6.2 The Company is not responsible for defects, non-compliance, or inadequacies in site-built structures, concrete, steelwork, drainage, or services provided by others.
6.3 Any additional work required due to site defects or third-party works will be treated as a variation.
7. Delivery, Risk, and Delays
7.1 Risk in Goods passes to the Customer upon delivery to site.
7.2 The Company is not liable for delays caused by transport providers, weather conditions, access limitations, or third-party contractors.
7.3 Where delivery or installation cannot proceed safely due to site conditions, the Company may delay or reschedule works, and the Customer remains liable for associated costs including storage, re-handling, or return visits.
8. Claims and Liability
8.1 Any claim for defects, shortages, or non-conformity must be made in writing within forty-eight (48) hours of delivery or installation.
8.2 To the extent permitted by law, the Company’s liability for defective Goods or Services is limited to repair, replacement, or refund at the Company’s discretion.
8.3 The Company is not liable for indirect or consequential loss, including delays, builder costs, or loss of use, except where such liability cannot be excluded under the Australian Consumer Law.
9. Title and Security
9.1 Title to Goods remains with the Company until full payment of the Contract Price is received.

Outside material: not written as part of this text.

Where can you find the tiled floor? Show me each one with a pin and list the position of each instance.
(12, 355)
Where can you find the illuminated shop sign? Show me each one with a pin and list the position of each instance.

9.2 The Company may recover or repossess unpaid Goods where the Customer defaults on payment.
10. Warranty
10.1 Goods and Services are supplied with guarantees that cannot be excluded under the Australian Consumer Law.
10.2 Any additional or extended warranty offered by the Company will be provided in writing and subject to stated terms and conditions.
11. No Returns on Custom-Made Goods
11.1 All Goods supplied by the Company are custom-made to the Customer’s specifications and site conditions.
11.2 Subject to any non-excludable rights under the Australian Consumer Law, custom-made Goods are not returnable, refundable, or exchangeable once fabrication or procurement has commenced.
11.3 This clause does not limit the Customer’s rights where Goods are defective, not fit for purpose, or otherwise fail to comply with guarantees under the Australian Consumer Law.
12. Subcontracting
12.1 The Company may subcontract any part of the work without notice to the Customer.
13. Dispute Resolution
13.1 The parties agree to attempt to resolve disputes through good-faith discussions.
13.2 If unresolved within fourteen (14) days, disputes must be referred to mediation before legal proceedings commence, except where urgent relief is sought.
14. Privacy
14.1 The Company may collect and use Customer information for business purposes in accordance with Australian privacy laws.
14.2 Where the Customer accesses third-party services via the Company’s website, those services collect and manage personal information under their own privacy policies, and the Company is not responsible for their handling of Customer data.
15. Governing Law
15.1 These Terms & Conditions are governed by the laws of New South Wales, and the parties submit to the jurisdiction of its courts.